Durch die innere Verdichtung werden Subzentren in den Agglomerationen attraktiver, weil sie auf engerem Raum mehr Angebote und Nachfrage erzeugen. Dies wird zu einer Verlagerung hin zum Langsamverkehr führen. Es entstehen sogenannte 15-Minuten-Städte, in den vieles zu Fuss oder mit dem Velo, zunehmend auch mit neuen Trams erledigt werden kann. In der Vernetzung der Subzentren und Metropolien dürfte die Bahn weiter an Bedeutung gewinnen. Über weite Distanzen wird der Luftverkehr auch zukünftig eine wichtige Rolle spielen, weil er bezüglich Reisezeit unschlagbar ist. Ich nehme an, dass die Nachfrage auch in Zukunft steigen wird, auch im Frachtbereich.

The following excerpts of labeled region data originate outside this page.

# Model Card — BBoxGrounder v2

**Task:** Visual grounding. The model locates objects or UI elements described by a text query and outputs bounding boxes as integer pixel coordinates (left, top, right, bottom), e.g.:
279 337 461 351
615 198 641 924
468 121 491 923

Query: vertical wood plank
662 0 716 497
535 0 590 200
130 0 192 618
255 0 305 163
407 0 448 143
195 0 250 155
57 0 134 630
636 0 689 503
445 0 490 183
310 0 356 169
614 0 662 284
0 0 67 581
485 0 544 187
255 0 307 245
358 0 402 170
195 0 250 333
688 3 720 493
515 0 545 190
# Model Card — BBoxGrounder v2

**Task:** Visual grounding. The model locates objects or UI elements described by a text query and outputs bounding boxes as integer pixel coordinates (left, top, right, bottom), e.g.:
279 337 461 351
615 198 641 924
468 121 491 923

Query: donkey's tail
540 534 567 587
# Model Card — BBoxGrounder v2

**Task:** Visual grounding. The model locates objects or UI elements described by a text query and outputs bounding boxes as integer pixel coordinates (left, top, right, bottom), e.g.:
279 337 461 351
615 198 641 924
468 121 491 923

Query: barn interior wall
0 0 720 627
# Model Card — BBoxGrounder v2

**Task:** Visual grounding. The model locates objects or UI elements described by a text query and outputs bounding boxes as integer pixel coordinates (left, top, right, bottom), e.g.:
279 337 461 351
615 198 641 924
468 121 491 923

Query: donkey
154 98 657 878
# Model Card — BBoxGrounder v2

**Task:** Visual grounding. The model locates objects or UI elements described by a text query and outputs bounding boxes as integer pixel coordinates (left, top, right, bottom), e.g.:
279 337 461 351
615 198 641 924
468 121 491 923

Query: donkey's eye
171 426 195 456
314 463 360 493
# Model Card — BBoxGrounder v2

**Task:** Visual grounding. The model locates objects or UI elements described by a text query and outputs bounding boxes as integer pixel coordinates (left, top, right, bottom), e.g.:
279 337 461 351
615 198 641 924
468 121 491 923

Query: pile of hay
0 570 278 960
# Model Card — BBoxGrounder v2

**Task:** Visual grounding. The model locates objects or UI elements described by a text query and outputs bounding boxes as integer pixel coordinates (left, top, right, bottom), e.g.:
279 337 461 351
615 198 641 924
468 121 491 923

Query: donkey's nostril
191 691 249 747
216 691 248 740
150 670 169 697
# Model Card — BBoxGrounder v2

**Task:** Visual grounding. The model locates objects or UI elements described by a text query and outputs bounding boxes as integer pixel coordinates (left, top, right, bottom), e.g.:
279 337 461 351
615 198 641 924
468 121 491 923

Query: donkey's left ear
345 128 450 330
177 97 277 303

Die Reduktion von CO2-Emmissionen ist auch im Immobilienbereich ein grosses Thema. Wo sehen Sie die grössten Hebel, wie kann am meisten erreicht werden?

Die Bau- und Immobilienindustrie hat in den vergangenen drei Jahrzehnten schon sehr viel geleistet in der Reduktion von Betriebsemissionen. Mit jeder Renovation und jedem Ersatzneubau wird sich diese Bilanz noch weiter verbessern. Der grosse Hebel, die grosse Herausforderung liegt nun in der grauen Energie respektive in den CO2-Emissionen bei der Herstellung von Baustoffen und Bauwerken. Wir müssen als Branche viel integraler und umfassender denken und handeln. Unser Ziel muss die effiziente Zykluswirtschaft sein, in der alle Materialien emissionsarm wiederverwendet werden.

Ein zentrales Thema auch für die Luftfahrt ist die Dekarbonisierung. Die Luftfahrt muss ihren Teil zur Reduktion der CO2-Emissionen beisteuern. Welches Potenzial sehen Sie?

Ich bin kein Experte. Aber ich gehe davon aus, dass in erster Linie CO2-neutrale Kraftstoffe zur Lösung beitragen werden. Auch in der Schweiz wird an deren effizienten und wirtschaftlichen Herstellung geforscht. Ein erstes Spinn-off ist bereits entstanden. Und die Swiss setzt schon heute auf gewissen Flügen nachhaltigen Treibstoff ein.